Ingat, bahwa ketakutan mereka (majikan) kepada kita (pekerja) itu jauh lebih besar, ketimbang ketakutan kita pada mereka. Mereka tahu secara persis bahwa kita, sebagai pekerja, mempunyai posisi yang sangat vital bagi kelangsungan industri. Dan inilah yang harus kita sadari betul.
Bagian 1 : Tentang Sabotase
Secara umum, sabotase adalah perang gerilya kelas pekerja melawan kesewenang-wenangan majikan. Singkatnya, apabila pemogokan adalah perang terbuka, sabotase adalah perang gerilya.
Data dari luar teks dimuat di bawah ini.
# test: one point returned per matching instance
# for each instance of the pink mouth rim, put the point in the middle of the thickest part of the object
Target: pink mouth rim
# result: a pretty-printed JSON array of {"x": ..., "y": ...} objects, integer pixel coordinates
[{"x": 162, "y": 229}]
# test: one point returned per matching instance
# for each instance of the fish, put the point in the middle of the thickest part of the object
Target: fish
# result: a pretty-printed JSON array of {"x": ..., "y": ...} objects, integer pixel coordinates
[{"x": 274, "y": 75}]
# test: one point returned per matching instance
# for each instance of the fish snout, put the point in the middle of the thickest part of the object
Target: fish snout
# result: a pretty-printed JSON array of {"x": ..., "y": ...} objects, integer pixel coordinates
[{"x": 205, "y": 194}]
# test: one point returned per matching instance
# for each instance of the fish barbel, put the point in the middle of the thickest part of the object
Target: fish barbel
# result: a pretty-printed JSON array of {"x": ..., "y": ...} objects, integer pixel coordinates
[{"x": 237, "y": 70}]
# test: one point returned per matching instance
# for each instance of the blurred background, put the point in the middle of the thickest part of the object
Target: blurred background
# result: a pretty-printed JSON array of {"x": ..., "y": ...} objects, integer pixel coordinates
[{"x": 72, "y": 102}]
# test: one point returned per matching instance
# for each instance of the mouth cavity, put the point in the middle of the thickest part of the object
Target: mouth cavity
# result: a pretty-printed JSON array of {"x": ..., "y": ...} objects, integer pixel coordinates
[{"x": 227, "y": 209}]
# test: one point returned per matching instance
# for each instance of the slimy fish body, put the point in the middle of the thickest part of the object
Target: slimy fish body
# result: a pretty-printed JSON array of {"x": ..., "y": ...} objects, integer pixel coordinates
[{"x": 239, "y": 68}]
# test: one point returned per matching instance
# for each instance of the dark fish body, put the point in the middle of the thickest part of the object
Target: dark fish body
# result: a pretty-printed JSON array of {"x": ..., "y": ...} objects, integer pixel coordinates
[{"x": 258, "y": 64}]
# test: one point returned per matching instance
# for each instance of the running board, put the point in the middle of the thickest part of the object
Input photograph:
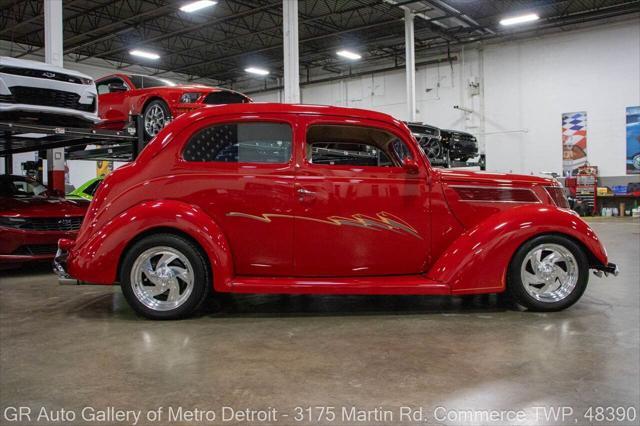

Dua aksi ini tak boleh saling terpisah, untuk menghindari para pengkhianat, pekerja oportunis, maupun pekerja cadangan yang telah disiapkan majikan untuk mengantisipasi pemogokan.
Sabotase bukanlah aksi coba-coba untuk menantang nyali, meski nyali sama sekali tak bisa terlepas dari aksi ini. Sabotase perlu kehati-hatian dan ketelitian, untuk menghindari terbongkarnya identitas pelaku, maupun hal-hal buruk lain yang tak diinginkan.
Sebisa mungkin, yang menjadi objek sabotase adalah hal-hal kecil, namun amat vital bagi kelangsungan proses produksi. Hal itu berguna supaya aksi ini tidak mudah tercium, namun mempunyai pengaruh yang sangat besar, mengingat ia adalah perangkat vital.
Sabotase tidaklah dilakukan untuk merugikan konsumen. Sebaliknya, ia sebisa mungkin harus memberikan sesuatu yang maksimal bagi konsumen, tapi menjadi ancaman bagi majikan. Meski dalam beberapa sektor industri hal ini cukup sulit dilakukan, tapi pada intinya, tujuan dari sabotase bukanlah untuk merugikan konsumen, melainkan majikan, sebagai musuh utama pekerja.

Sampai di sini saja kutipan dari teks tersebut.